The Federal tax credit for purchasing an electric vehicle is good for up to $7,500 off your next tax bill, under current provisions. But it won’t last forever: each manufacturer can sell 200,000 EVs and plug-ins with the federal rebate, but after that, consumers must pay full price (less any state incentives). And though GM will produce only 10k Volts in 2011, and only 45k units in 2012, its Vice Chairman Tom Stephens is already agitating for the 200k unit limit to be lifted. Optimistic much?
Stephens argument to the Detroit News: subsidies for the first 200k units will only nurse electric vehicles forward through the first generation of products. The implication, of course, is that EVs and plug-ins are not going to be economically viable even by the second generation of products, and will need ongoing support. So much for the promise that EV and plug-in subsidies were a “bridge” to a viable next-generation of eco-mobiles. Meanwhile, by the time GM, Nissan, Ford, and every other EV-hawking OEM hits the magic 200k volume mark, American taxpayers will have spent around $1.5b per manufacturer on these subsidies. With, apparently, little to nothing to show for it in terms of making the second generation of plug-ins more palatable to consumers.
But the push to pile on EV subsidies doesn’t end with a proposed lifting of per-manufacturer caps. Rep Debbie Stabenow (D-MI) tells the DetN that
she wants to “front-load” the $7,500 tax credit for purchasers of electric vehicles — so like “Cash for Clunkers” consumers could get the money deducted from the price of a new vehicle at the dealership.
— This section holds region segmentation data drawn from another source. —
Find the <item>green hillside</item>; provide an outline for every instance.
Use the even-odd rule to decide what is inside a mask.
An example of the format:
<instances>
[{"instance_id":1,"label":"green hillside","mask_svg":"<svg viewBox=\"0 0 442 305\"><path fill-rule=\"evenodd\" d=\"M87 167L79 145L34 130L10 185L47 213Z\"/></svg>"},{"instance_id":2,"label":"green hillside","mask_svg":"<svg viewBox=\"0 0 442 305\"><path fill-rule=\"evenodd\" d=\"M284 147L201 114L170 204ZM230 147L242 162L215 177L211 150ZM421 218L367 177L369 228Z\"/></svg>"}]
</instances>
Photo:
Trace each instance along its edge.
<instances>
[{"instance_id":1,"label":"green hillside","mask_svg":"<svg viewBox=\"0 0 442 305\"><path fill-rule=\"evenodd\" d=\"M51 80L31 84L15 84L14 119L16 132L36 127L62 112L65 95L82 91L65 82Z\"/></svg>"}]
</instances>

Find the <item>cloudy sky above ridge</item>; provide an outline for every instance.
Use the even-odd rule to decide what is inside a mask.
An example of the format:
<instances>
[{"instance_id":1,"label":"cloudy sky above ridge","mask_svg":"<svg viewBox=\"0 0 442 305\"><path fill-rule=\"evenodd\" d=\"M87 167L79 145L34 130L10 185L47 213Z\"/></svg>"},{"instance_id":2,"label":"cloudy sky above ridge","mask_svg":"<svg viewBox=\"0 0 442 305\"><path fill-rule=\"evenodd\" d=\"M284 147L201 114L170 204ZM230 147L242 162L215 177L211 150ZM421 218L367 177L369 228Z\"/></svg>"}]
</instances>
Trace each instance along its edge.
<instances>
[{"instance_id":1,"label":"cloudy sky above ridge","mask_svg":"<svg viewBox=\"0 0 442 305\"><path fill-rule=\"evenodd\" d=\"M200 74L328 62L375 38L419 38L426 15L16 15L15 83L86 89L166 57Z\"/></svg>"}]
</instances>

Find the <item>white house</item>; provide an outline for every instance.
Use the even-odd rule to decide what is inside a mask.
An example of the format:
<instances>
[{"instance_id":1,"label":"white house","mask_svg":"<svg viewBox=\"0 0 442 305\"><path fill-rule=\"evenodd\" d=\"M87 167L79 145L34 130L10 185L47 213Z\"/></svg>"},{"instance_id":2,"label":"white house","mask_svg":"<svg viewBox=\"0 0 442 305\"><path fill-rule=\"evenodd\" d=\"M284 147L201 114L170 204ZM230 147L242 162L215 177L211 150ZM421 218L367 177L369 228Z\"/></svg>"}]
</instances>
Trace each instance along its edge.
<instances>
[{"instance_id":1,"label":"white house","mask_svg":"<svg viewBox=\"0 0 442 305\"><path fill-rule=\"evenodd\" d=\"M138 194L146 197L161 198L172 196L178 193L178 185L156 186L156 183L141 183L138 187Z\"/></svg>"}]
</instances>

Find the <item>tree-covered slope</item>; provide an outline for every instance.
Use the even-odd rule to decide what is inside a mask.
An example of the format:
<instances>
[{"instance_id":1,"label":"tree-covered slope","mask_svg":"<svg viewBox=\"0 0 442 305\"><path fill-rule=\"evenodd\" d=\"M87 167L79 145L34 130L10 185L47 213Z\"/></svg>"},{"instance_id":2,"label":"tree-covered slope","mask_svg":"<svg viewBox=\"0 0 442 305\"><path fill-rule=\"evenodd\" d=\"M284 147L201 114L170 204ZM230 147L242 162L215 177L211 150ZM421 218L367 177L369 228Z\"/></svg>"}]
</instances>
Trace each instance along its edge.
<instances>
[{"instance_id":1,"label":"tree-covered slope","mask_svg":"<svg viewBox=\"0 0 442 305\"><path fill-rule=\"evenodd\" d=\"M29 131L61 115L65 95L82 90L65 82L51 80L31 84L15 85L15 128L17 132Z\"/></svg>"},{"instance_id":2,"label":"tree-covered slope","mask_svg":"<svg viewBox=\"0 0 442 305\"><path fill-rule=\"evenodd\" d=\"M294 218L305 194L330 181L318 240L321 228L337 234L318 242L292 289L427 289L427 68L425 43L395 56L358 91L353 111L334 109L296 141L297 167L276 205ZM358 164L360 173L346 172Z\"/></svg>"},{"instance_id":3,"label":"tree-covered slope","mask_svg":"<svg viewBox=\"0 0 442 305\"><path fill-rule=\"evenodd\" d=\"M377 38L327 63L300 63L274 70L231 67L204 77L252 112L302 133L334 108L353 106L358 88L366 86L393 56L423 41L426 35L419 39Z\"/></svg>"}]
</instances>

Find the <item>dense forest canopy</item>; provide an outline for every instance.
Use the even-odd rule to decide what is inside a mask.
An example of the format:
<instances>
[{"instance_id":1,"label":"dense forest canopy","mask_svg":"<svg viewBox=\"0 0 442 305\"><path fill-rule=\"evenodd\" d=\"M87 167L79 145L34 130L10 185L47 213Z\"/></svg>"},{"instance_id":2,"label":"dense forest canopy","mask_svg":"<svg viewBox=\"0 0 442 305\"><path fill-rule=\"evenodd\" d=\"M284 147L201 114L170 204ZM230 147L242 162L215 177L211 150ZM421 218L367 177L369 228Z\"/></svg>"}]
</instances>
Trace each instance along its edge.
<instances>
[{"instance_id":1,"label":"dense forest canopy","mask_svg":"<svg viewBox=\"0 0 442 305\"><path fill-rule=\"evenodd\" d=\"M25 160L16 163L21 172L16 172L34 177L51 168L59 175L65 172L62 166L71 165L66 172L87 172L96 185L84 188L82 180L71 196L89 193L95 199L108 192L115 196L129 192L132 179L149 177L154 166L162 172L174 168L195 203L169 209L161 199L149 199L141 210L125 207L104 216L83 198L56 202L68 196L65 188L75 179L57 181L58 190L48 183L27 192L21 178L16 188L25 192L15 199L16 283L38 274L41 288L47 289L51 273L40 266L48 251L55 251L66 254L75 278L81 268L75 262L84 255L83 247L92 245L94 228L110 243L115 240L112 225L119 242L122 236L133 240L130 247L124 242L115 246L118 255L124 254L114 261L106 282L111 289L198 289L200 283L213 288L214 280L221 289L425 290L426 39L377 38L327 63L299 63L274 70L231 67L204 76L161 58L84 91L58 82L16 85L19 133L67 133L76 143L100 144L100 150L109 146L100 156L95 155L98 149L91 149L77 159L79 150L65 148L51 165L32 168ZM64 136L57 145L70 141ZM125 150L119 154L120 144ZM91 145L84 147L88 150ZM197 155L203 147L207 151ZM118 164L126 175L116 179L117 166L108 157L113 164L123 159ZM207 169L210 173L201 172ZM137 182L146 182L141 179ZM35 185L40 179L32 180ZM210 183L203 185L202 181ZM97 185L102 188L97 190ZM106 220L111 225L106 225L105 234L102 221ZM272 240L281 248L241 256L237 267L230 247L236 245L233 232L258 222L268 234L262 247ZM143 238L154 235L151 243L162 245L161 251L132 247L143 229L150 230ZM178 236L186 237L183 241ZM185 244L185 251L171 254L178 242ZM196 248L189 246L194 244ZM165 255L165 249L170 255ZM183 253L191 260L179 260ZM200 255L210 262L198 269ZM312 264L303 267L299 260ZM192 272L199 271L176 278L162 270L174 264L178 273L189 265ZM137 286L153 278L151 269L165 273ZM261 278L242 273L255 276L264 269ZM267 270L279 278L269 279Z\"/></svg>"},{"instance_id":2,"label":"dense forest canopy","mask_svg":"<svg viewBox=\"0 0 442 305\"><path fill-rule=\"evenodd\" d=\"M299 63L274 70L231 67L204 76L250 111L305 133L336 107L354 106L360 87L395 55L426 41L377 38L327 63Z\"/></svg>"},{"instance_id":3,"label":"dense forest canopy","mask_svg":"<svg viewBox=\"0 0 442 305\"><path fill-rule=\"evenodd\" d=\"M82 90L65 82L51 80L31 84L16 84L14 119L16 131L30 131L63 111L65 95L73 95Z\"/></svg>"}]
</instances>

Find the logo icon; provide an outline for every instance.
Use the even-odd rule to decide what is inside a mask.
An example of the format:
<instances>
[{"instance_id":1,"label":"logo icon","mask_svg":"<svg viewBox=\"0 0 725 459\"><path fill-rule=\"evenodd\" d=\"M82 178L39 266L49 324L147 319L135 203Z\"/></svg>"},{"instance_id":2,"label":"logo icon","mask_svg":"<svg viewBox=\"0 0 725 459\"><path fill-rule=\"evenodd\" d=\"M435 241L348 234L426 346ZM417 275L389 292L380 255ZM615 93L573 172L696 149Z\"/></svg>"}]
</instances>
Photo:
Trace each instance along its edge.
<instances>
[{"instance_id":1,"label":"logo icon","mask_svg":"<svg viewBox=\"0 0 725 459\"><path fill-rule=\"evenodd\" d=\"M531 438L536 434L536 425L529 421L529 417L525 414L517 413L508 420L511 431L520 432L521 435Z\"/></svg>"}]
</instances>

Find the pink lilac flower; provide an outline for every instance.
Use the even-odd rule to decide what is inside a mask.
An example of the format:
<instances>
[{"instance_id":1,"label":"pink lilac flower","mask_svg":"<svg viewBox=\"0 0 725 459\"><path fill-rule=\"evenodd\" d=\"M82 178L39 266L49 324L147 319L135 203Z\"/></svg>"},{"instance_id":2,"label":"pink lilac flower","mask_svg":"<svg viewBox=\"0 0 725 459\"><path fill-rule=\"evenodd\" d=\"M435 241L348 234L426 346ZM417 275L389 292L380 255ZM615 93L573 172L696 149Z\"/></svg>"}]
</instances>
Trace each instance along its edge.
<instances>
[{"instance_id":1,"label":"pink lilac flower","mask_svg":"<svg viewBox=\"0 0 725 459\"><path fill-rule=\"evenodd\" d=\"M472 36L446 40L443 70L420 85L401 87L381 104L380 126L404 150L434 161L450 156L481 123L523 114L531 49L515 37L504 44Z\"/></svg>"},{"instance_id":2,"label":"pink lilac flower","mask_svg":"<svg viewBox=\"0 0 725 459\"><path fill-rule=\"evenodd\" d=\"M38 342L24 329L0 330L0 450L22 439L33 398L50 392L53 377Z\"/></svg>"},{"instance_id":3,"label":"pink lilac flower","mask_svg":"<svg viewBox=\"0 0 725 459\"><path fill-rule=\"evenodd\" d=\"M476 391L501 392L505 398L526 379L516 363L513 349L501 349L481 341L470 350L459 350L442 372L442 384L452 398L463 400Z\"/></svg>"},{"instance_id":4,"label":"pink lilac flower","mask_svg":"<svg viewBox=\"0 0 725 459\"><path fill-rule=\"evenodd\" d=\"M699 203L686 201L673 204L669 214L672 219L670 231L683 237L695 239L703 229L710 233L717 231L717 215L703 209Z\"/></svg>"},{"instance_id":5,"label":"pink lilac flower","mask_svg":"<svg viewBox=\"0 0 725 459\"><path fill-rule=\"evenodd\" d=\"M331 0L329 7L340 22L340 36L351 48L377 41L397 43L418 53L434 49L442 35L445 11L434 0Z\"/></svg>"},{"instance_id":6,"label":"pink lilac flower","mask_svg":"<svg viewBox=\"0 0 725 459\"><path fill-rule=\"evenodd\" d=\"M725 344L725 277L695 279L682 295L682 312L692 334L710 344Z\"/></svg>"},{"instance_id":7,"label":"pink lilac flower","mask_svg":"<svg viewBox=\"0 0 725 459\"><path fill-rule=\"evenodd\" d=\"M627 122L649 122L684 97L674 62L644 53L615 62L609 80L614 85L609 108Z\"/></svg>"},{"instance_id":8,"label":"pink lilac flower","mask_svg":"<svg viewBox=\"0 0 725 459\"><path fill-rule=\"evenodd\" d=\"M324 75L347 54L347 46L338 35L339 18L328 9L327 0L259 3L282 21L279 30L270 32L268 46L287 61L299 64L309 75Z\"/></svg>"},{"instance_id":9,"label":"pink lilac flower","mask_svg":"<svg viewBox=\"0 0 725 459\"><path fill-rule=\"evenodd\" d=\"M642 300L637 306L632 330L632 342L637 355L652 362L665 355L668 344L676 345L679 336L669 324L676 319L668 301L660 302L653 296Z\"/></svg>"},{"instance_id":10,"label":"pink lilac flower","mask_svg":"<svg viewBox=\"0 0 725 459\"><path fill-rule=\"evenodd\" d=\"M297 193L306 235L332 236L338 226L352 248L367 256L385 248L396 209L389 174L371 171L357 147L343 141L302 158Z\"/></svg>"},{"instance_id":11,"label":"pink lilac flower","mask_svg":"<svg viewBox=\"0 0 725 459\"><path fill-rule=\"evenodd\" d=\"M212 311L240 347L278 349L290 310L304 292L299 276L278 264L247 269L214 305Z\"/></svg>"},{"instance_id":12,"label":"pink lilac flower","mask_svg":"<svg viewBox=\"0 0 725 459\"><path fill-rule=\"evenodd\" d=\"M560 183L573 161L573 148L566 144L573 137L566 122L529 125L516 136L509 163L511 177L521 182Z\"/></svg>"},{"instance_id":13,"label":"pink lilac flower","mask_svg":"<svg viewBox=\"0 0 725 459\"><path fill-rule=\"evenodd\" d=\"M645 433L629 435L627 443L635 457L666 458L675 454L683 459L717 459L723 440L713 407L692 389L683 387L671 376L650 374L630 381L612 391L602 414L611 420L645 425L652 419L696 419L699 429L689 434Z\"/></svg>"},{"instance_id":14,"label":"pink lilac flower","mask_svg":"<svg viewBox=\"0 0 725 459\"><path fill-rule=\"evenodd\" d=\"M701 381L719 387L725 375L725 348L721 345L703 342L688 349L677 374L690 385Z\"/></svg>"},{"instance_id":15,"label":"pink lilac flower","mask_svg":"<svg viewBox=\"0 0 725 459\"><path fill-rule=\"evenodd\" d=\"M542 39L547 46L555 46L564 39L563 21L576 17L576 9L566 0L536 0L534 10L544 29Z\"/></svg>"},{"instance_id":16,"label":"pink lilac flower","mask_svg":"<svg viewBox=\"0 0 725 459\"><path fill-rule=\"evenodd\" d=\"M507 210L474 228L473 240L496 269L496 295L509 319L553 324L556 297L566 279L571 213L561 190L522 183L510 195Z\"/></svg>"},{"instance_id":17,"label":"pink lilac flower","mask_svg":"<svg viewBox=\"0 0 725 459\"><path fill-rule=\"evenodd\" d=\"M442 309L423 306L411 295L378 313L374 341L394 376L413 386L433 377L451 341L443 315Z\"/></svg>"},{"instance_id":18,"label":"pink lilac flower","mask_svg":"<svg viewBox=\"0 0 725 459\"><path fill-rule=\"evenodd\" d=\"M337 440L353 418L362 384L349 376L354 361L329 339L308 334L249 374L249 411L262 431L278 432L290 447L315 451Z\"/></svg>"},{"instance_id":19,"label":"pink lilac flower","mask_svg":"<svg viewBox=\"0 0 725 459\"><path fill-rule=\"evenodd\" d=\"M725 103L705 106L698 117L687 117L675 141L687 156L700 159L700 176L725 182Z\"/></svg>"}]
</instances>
Currently, owners must file for the rebate when they file their tax returns. Some wealthy owners of electric vehicles won’t qualify for the rebate, advocates say, because of the alternative minimum tax.
Because someone has to think of the wealthy. After all, even with existing tax credits, they’re the only demographic capable of blithely spending upwards of $30k for a car that makes an eco-friendly statement far better than it recoups its price premium in fuel savings. Stabenow also supports jacking up the tax credit to $10k per vehicle, as part of the Roadmap to Electrification, an incentives and infrastructure bill that could cost taxpayers about $124b.
Sooner or later, however, EVs will have to stand on their own and compete against other drivetrains on a level playing field. Loading up more incentives now, and guaranteeing them further into the future won’t stimulate innovation, it will stifle competition. Besides, no manufacturer is even close to selling 200k plug-ins, so calls for a tax credit extension are hugely premature. Let’s let the current generation roll out with the current incentive, and let the market work for a few years before making government policy. Once we know how the market respond to EVs under the current circumstances, the government will better understand their value and can formulate more sensible, effective regulation from there.